Topic 16 Causal Discovery

Learning Goals

Demonstrate conceptual understanding of causal discovery by reasoning about outputs of the process and by manually conducting it using regression models.
Use output from causal discovery to enhance a causal analysis as part of a sensitivity analysis.

Slides from today are available here.

Exercises

Exercise 1

Explain how causal discovery fits into the overall workflow for a causal data analysis.

Exercise 2

There are two genes (Gene A and Gene B) that produce Protein X. Gene A is the primary producer. Whenever Gene A is functional, Gene B is inactive and produces nothing. However, if Gene A loses function, Gene B becomes active and produces Protein X in Gene A’s place in exactly the same amounts.

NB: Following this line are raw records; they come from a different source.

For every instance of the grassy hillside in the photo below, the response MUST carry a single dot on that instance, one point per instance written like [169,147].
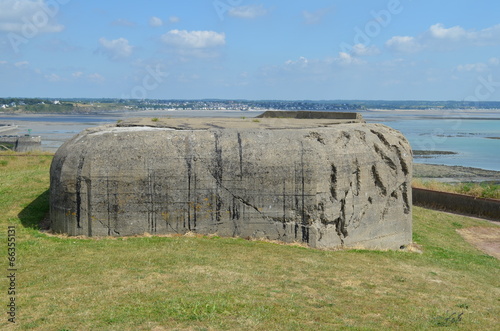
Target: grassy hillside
[204,283]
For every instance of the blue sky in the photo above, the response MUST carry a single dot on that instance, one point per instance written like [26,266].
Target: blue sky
[243,49]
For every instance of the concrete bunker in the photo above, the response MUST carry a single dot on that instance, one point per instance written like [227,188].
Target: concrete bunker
[322,181]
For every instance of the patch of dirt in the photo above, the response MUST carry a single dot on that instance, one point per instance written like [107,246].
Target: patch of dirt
[484,239]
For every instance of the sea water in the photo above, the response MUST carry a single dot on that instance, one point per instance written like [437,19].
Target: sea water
[464,133]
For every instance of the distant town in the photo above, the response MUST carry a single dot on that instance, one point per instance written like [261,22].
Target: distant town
[79,106]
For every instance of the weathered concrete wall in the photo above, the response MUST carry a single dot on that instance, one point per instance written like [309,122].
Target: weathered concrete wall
[327,185]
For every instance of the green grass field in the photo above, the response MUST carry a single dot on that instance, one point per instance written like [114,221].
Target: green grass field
[212,283]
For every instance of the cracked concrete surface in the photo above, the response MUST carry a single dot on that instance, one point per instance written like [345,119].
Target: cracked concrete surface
[324,182]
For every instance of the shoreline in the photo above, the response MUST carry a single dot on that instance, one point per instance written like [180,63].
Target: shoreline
[454,174]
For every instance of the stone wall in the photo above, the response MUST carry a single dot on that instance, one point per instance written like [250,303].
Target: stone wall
[311,181]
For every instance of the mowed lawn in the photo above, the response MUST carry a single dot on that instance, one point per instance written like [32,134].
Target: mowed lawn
[213,283]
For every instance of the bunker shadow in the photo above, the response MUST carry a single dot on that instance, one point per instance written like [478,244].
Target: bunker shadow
[36,214]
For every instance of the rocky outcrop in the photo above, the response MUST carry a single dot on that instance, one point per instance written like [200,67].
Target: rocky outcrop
[319,182]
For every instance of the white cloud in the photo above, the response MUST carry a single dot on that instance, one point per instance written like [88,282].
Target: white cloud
[315,17]
[302,62]
[97,78]
[116,49]
[249,12]
[53,78]
[193,39]
[494,61]
[22,64]
[124,22]
[28,16]
[347,59]
[479,67]
[404,44]
[440,38]
[362,50]
[155,22]
[174,19]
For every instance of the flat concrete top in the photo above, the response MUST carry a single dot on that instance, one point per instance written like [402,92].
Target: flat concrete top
[233,123]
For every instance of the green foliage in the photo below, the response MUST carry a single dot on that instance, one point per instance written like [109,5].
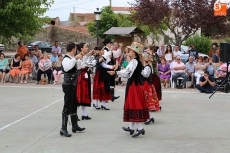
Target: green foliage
[108,20]
[202,43]
[22,19]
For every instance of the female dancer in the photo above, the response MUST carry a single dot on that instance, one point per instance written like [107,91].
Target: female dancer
[156,80]
[149,89]
[83,87]
[101,83]
[135,107]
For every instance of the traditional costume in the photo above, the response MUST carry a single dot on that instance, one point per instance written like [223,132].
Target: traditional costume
[135,107]
[149,90]
[69,89]
[83,88]
[111,62]
[155,78]
[101,83]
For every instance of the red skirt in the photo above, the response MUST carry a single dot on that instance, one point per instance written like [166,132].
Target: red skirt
[151,98]
[135,107]
[83,90]
[157,85]
[99,92]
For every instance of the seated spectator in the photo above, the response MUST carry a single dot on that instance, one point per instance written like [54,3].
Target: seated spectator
[190,69]
[54,57]
[34,59]
[176,52]
[169,54]
[37,52]
[164,72]
[179,71]
[215,55]
[57,69]
[15,66]
[206,84]
[199,69]
[4,67]
[22,50]
[219,72]
[44,67]
[123,66]
[56,48]
[27,68]
[210,67]
[205,59]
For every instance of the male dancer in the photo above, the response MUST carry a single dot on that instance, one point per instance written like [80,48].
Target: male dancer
[108,43]
[69,89]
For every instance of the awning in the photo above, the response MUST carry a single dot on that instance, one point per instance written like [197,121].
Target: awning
[123,31]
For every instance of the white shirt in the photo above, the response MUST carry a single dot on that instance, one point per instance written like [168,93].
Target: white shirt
[160,52]
[56,49]
[86,62]
[128,71]
[146,71]
[176,53]
[69,63]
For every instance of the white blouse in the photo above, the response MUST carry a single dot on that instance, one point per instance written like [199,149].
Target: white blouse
[146,71]
[86,61]
[128,71]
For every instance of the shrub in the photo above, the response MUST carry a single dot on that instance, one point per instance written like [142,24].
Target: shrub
[202,43]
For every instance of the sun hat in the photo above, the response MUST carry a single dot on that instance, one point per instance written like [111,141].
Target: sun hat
[136,47]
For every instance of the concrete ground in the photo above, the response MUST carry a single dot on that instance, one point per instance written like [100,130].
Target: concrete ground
[189,122]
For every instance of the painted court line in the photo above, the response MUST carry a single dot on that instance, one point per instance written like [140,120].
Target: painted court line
[29,115]
[30,87]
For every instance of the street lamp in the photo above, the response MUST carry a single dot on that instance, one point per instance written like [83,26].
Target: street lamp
[97,18]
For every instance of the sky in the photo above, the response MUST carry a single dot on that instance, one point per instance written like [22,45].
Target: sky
[62,9]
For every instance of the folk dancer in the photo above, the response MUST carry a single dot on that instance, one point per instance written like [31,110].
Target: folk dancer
[83,88]
[101,81]
[69,87]
[113,61]
[149,89]
[135,107]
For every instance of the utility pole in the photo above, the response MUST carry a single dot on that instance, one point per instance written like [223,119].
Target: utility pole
[74,13]
[110,3]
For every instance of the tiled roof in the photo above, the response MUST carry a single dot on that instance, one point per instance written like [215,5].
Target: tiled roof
[78,29]
[88,17]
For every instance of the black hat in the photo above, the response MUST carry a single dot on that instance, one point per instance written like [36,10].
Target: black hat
[106,41]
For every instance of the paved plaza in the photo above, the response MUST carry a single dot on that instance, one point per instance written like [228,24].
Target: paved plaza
[189,122]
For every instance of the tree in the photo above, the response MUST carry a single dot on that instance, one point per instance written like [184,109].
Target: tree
[22,19]
[182,17]
[152,32]
[108,20]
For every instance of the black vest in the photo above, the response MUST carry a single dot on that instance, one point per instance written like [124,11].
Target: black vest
[71,71]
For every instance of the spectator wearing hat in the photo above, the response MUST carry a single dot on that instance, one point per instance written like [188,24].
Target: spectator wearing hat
[111,61]
[22,50]
[206,84]
[135,107]
[56,48]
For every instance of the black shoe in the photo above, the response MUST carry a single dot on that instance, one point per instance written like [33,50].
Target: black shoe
[149,121]
[96,107]
[78,118]
[128,130]
[208,91]
[64,126]
[85,117]
[116,97]
[64,132]
[104,108]
[77,128]
[142,131]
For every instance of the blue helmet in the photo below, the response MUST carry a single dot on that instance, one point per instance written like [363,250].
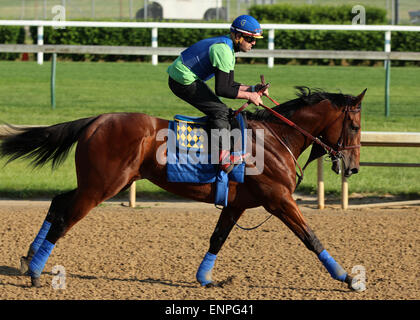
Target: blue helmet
[247,25]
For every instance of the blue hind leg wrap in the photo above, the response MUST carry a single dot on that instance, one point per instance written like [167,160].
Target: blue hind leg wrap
[204,271]
[40,259]
[42,234]
[336,271]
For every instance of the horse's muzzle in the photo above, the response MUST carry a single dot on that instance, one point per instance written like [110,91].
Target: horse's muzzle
[336,167]
[348,172]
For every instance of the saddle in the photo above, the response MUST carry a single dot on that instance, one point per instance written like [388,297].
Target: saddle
[189,159]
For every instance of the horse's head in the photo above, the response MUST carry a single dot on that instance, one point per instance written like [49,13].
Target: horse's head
[344,136]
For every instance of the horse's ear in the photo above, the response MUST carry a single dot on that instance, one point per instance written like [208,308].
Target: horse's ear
[359,98]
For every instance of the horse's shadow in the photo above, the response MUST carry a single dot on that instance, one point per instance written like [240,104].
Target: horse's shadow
[13,272]
[9,271]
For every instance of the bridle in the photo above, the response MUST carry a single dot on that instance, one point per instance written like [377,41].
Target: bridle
[335,153]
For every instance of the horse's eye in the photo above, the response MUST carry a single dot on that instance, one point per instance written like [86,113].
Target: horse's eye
[354,127]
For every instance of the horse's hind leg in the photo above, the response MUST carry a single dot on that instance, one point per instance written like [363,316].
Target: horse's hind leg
[287,210]
[227,220]
[65,211]
[55,211]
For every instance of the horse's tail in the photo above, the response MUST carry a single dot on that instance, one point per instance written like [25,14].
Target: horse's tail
[43,144]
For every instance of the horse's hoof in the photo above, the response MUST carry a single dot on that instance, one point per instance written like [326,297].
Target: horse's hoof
[36,282]
[24,265]
[355,284]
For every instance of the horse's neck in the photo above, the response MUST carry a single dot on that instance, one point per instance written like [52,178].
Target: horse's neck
[312,119]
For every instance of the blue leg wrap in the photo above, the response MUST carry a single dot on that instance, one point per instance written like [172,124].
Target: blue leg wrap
[40,259]
[204,271]
[335,270]
[39,239]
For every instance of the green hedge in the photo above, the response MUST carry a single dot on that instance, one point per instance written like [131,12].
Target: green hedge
[314,14]
[284,39]
[121,37]
[11,35]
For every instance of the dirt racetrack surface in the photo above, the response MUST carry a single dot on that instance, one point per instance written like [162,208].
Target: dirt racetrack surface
[153,252]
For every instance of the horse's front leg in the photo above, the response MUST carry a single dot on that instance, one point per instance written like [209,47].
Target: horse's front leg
[287,210]
[227,220]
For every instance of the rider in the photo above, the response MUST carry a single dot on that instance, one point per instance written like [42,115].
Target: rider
[216,57]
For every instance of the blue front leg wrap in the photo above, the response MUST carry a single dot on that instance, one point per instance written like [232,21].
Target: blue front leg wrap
[204,271]
[42,234]
[335,270]
[40,259]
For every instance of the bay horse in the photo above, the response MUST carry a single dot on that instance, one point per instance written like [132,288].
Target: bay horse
[115,149]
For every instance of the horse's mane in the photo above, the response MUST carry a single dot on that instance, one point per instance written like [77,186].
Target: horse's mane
[306,97]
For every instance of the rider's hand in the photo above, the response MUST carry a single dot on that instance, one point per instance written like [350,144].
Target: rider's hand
[255,98]
[259,86]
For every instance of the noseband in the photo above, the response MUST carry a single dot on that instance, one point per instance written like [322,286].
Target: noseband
[336,153]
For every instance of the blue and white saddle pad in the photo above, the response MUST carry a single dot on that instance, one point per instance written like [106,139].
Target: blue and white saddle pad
[188,159]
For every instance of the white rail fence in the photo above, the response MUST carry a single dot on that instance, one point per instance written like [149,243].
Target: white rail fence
[371,139]
[270,53]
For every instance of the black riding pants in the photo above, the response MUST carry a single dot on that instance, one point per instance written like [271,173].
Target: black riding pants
[199,95]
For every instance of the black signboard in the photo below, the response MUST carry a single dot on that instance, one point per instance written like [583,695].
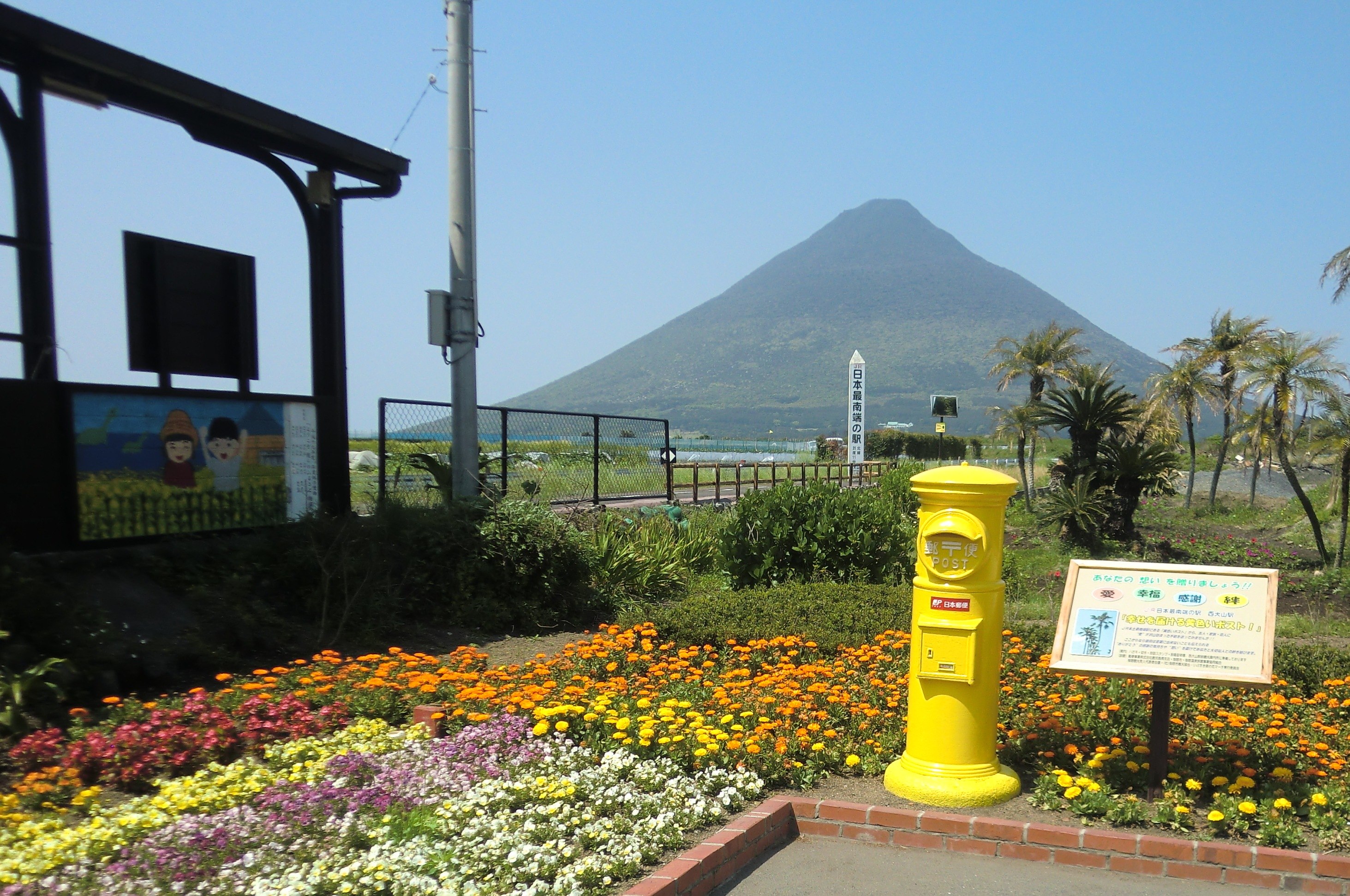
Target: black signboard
[191,309]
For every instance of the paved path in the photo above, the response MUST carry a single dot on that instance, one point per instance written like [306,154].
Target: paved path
[820,867]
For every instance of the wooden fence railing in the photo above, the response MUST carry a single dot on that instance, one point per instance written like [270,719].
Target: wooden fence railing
[753,477]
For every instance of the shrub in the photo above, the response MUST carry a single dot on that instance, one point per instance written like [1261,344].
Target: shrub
[639,560]
[828,613]
[897,486]
[921,446]
[818,532]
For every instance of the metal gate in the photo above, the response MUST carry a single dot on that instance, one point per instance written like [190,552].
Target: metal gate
[551,457]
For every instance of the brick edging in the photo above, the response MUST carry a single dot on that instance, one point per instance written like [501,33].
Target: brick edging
[781,819]
[721,856]
[1114,849]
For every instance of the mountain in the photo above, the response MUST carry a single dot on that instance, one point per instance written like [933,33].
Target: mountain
[771,353]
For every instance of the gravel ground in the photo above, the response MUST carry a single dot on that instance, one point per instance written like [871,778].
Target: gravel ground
[1269,485]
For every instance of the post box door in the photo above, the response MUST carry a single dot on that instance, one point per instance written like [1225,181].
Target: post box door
[947,649]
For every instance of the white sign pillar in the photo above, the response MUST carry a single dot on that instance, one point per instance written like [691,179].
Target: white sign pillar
[856,401]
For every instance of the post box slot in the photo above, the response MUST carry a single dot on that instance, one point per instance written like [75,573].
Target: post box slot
[947,649]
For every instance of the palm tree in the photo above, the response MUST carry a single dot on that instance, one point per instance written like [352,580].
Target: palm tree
[1295,369]
[1338,267]
[1334,432]
[1017,423]
[1183,388]
[1044,356]
[1231,340]
[1090,413]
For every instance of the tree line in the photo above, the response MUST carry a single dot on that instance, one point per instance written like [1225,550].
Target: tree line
[1280,394]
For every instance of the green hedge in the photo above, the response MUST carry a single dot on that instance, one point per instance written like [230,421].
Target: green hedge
[818,534]
[828,613]
[920,446]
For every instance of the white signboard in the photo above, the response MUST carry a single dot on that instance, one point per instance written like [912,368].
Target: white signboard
[301,424]
[856,398]
[1167,621]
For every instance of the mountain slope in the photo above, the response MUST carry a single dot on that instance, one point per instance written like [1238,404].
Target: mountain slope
[771,351]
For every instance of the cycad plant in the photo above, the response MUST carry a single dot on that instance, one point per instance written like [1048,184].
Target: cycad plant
[1294,369]
[1136,467]
[1183,388]
[1090,413]
[1078,510]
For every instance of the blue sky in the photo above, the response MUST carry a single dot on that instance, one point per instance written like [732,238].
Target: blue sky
[1147,164]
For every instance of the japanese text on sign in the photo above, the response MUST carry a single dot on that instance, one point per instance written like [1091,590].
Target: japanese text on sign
[1170,623]
[856,394]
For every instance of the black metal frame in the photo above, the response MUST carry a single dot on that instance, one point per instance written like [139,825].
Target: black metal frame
[505,412]
[49,59]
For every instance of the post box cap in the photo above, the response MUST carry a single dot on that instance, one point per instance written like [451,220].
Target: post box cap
[966,478]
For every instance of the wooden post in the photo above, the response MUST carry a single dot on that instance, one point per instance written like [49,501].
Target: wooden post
[1160,728]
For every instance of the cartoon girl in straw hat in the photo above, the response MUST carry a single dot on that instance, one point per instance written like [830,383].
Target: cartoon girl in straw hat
[180,442]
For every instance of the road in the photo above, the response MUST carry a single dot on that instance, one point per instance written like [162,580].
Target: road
[813,867]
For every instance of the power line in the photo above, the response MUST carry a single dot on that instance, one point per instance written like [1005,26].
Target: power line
[431,83]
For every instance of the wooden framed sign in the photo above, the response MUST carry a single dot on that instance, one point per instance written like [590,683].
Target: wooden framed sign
[1167,623]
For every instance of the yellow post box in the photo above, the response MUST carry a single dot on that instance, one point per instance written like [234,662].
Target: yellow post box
[956,647]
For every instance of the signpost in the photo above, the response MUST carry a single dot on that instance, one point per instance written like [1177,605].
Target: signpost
[856,400]
[1167,623]
[941,407]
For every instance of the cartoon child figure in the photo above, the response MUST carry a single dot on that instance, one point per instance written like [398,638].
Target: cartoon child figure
[179,439]
[225,451]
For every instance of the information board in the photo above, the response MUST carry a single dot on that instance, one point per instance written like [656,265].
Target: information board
[1167,623]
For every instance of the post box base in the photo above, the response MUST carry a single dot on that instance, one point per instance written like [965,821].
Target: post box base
[989,790]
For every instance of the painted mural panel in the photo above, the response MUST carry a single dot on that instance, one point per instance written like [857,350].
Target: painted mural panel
[161,465]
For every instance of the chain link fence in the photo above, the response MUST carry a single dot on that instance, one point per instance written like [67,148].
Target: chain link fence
[535,455]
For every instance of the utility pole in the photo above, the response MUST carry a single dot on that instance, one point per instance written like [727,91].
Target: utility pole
[464,249]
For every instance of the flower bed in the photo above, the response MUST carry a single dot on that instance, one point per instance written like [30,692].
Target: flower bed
[1264,763]
[374,809]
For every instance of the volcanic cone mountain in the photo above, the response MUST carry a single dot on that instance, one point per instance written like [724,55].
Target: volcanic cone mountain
[771,351]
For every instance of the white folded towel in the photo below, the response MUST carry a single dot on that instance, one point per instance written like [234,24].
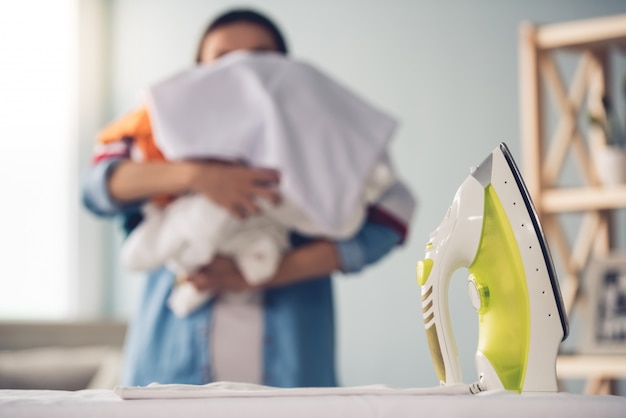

Draw the DAG implied by this expert knowledge.
We can view Gene A as a binary variable with values “functional” and “non-functional”. Will Gene A and Protein X be marginally independent or marginally dependent in the data? Explain.
Discuss your answers to (a) and (b) in the context of a relevant concept.

Exercise 3

In this exercise, we’ll think about the conditional independence test and the role of the hypothesis testing significance level as a tuning parameter.

As the significance level is lowered to 0, what would you expect to happen to the graph skeleton learned by causal discovery algorithms? As the significance level is increased to 1? Explain.

Exercise 4

Consider data that truly come from a chain X -> Y -> Z. What pattern would a causal discovery algorithm report?

It is possible to supply causal discovery algorithms with prior knowledge - for example, specific edges that are required to be present. If you could supply prior knowledge to the algorithm on only one edge that is required to be present, what edge (if any) would allow the entire structure to be learned? Explain briefly.